Apart from many possibilities of BCI like medical research and biofeedback, it can also be used to improve cognitive performance. EEG is a voltage signal which measures the neural activity of the brain and this activity fluctuates according to cognitive activity and mental state [4]. Sezer et al. [5] used Support Vector Machine (SVM) to classify EEG signals to track attention and obtained an accuracy of 70.62%. Hassan et al. [6] devised a novel attention recognition model with advanced machine learning algorithms obtaining data using a single channel EEG device with accuracy of 89%. Certain disorders such as attention deficit hyperactivity disorders (ADHD) can be detected effectively with the help of BCI Technology [7]. ADHD is a neurobehavioral disorder which can cause lack of attention and focus, along with other issues in controlling normal behaviour [8]. Cho et al. [9] proved in their work that EEG biofeedback can be used to enhance attention in children suffering from ADHD. Another set of stakeholders of EEG-based attention detection is visually impaired students, with the difference that auditory stimulus should be presented to them, instead of visual stimulus [10]. Application of deep learning models in classifying EEG data is emerging in fast pace in recent years [11, 12]. Deep neural networks are widely used with high success rates in various areas like bioinformatics, medical imaging and health monitoring [13], especially in the recognition of mental states like Alzheimer’s disease [14] and depression [15, 16]. Toa et al. used deep learning to analyse brain signals, combined with eye-gaze for attention and obtained an accuracy of 92% [17].

In real-life, however, a change in attention is not necessarily associated with a change in eye gaze or head movement. Camera-based systems rely upon changes in facial expression for recognising a lack of attention. In many cases, the person’s attention may be lost even when there is no change in facial expression. On the other hand, another person may maintain a neutral expression even when highly attentive. BCI measures the signals directly from the brain, not considering eye gaze or facial expression for detecting the attention state. This gives an objective measure of attention. BCI-based systems can also account for individual variability in the manifestation of attention. In addition to that, when attention analysis is required in domains other than education, for instance, in medical research or rehabilitation, using face detection may turn up as a privacy breach. Hence there is a lack of research in exploring the possibility of considering brain waves alone for the development of an attention recognition model, without compromising the accuracy. Keeping that in mind, this research is devoted to the development of a deep learning neural network model for analysing the brain features in an advanced, effective and accurate way.

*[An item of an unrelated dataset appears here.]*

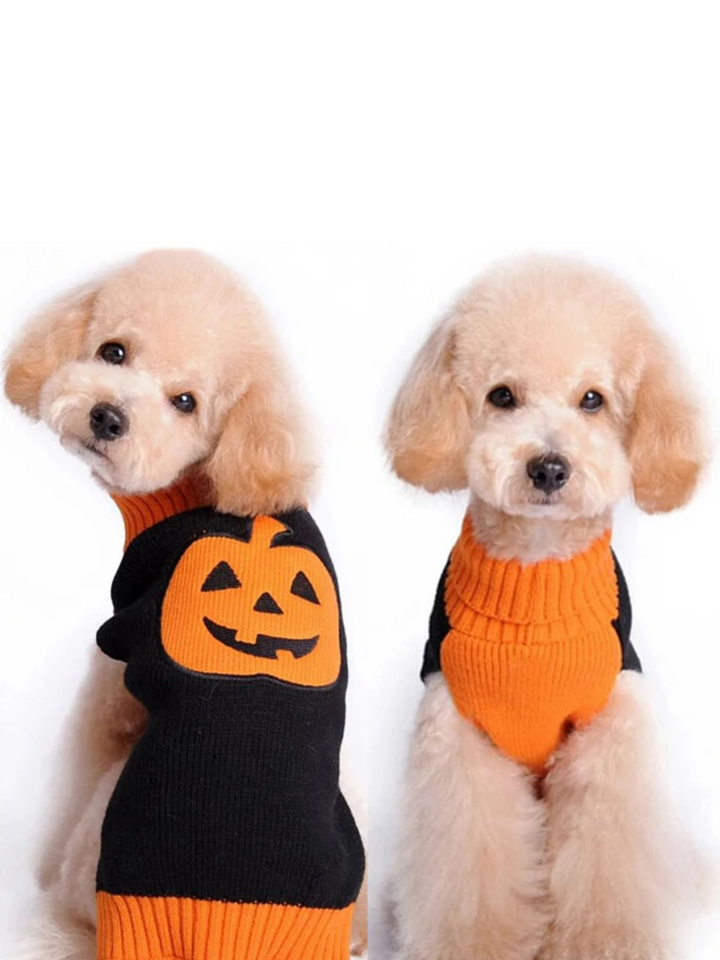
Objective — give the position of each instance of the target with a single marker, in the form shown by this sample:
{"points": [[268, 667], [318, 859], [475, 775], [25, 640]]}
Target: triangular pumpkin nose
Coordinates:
{"points": [[222, 577], [266, 604]]}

BCI will collect only the brain signals, and will not expose the face, surroundings or audio information of its users, unlike camera-based systems. It typically requires the consent and engagement of the user for its working. So, the users will have control over when and how the data are collected. This is a significant advantage over camera-based systems that may collect images or even videos, without the consent from the users. BCI-based systems are less susceptible to surveillance, because it primarily collects brain data and there are no cameras involved. Another advantage is that it is easy to anonymize brain data as it does not include facial or audio data of a person. This ensures the privacy of the users, especially in cases of medical and research settings. Another advantage of BCI is data minimization. BCI collects only specific brain signals; and therefore the overall data amount of data is less when compared to continuous video recordings.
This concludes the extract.